A science teacher will be part of a six-person team of educators to work with scientists aboard the world's largest airborne observatory.
NASA on Tuesday announced that Margaret Piper will join the team that will fly on the Stratospheric Observatory for Infrared Astronomy (SOFIA).
Piper wasn't immediately available for comment Tuesday afternoon.
SOFIA is a highly modified Boeing 747SP aircraft fitted with a 100-inch (2.5-meter) diameter telescope, according to NASA. The telescope weighs 20 tons. The program is a joint partnership between NASA and DLR in Bonn, Germany.
SOFIA analyzes infrared light to study the formation of stars and planets; chemistry of interstellar gases; composition of comets, asteroids and planets; and supermassive black holes at the center of galaxies, according to NASA.
"This is a way for educators, museum staff and so on to experience science as it's done firsthand," explained Dana Backman, director of the SOFIA program education and outreach. "The educators are junior partners with the astronomers to understand research and see how it happens.

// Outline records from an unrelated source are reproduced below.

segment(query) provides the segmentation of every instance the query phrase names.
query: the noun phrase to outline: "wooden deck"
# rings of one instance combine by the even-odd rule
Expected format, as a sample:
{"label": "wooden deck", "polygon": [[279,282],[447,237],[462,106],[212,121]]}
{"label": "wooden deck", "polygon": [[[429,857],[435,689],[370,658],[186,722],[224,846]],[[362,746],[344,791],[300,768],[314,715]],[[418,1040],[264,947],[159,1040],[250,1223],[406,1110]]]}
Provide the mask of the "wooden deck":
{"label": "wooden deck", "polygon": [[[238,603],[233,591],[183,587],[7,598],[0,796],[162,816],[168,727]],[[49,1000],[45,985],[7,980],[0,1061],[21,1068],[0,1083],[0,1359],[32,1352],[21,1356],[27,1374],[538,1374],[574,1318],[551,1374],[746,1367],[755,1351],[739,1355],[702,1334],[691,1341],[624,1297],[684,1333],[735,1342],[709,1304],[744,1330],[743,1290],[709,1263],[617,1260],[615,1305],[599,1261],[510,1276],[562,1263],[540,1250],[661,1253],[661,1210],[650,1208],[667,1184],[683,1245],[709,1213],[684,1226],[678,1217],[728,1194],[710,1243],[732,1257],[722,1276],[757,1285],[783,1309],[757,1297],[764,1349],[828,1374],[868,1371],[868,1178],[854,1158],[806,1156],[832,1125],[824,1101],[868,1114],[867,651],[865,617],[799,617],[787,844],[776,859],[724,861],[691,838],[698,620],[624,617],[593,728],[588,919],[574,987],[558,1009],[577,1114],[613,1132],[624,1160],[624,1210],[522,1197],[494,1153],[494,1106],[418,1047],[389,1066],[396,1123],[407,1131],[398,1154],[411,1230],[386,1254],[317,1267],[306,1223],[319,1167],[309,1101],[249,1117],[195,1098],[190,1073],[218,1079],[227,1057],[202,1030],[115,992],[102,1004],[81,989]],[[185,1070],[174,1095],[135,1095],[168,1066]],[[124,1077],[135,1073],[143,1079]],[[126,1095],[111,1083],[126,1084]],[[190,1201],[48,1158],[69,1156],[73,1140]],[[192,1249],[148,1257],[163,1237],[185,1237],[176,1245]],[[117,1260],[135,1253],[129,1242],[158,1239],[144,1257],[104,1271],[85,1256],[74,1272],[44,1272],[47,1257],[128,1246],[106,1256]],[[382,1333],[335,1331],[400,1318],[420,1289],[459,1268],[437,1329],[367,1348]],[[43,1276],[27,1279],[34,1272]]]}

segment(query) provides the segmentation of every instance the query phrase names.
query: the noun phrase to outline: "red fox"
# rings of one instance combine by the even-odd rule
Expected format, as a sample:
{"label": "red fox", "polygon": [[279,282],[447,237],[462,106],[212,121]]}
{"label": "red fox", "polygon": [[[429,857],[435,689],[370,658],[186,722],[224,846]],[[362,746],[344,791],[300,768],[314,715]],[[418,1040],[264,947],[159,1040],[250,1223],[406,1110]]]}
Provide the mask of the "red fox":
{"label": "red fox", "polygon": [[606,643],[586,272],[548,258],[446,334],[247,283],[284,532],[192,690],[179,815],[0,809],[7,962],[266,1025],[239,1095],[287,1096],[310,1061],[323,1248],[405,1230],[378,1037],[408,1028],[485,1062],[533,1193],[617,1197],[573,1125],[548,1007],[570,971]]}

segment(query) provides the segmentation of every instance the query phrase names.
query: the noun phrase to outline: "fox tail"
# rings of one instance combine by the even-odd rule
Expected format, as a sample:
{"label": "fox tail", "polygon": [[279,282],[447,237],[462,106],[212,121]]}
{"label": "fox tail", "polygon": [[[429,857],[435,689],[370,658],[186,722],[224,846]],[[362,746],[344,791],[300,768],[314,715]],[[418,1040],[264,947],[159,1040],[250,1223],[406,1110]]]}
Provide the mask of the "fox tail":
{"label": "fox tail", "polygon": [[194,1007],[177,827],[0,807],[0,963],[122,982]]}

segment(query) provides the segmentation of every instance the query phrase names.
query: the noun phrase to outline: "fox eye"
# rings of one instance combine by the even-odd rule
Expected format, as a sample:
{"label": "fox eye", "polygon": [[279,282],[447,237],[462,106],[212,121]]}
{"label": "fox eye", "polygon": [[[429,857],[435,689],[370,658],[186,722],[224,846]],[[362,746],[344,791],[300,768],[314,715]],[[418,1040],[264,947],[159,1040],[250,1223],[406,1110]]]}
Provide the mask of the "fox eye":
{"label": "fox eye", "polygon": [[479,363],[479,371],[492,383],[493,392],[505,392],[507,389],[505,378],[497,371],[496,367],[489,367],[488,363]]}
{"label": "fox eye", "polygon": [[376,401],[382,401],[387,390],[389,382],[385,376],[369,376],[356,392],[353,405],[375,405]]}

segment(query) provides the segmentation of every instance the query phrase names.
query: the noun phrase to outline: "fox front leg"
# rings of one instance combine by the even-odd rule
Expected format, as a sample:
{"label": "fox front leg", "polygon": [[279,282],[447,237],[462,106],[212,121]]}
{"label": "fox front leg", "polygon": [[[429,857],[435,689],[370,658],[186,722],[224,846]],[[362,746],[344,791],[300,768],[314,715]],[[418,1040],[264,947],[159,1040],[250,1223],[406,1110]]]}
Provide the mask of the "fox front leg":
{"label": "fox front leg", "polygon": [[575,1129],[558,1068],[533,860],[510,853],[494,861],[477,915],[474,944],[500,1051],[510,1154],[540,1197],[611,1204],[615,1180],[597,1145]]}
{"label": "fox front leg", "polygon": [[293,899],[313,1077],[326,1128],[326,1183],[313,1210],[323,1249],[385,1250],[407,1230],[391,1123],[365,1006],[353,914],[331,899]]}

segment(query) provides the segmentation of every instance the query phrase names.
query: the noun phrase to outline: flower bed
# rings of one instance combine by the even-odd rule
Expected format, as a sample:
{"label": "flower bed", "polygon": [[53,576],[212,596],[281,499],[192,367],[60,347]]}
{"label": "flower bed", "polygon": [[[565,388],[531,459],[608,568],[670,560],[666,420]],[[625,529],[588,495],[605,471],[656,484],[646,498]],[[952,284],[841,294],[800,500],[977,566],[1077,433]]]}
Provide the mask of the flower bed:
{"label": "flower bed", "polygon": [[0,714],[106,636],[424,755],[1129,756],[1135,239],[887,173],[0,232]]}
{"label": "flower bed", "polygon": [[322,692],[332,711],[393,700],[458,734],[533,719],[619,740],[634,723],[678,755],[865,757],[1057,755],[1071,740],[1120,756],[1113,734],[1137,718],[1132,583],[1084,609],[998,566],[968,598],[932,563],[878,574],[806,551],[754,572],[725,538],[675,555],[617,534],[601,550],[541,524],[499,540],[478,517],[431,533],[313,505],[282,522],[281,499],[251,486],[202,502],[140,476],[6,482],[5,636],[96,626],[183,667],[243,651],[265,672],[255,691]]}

"You could think of this as analogous to programs that put teachers on ocean cruisers to see how those work."
Piper, part of the first team of educators selected to participate in SOFIA's Airborne Astronomy Ambassadors program, won't be in the water, though. She will be in the sky.
"This is the first group of six teachers," Backman said. "We expect eventually to be flying 60 or more per year."
Piper will be aboard the second of two flights carrying the first team. Her flight is scheduled to launch Wednesday, June 1. She was selected from a small pool of applicants who have previously been in SOFIA-related programs or who live geographically close to the Moffitt, Calif.-based aircraft, Backman said. Piper has been in a similar program at the University of Chicago.
Last summer, Piper and two students, Rebecca Rosignolo and Joey Romero, traveled to the California Institute of Technology to take part in a NASA research project at the Spitzer Science Center.
Research has shown that when educators have this kind of hands-on experience, they are inspired to teach more enthusiastically, which causes a better learning environment for students, Backman said.
"When teachers understand how science really works, it's translated back to the classroom, to the students and their communities," the director said. "I'm personally delighted that this is happening."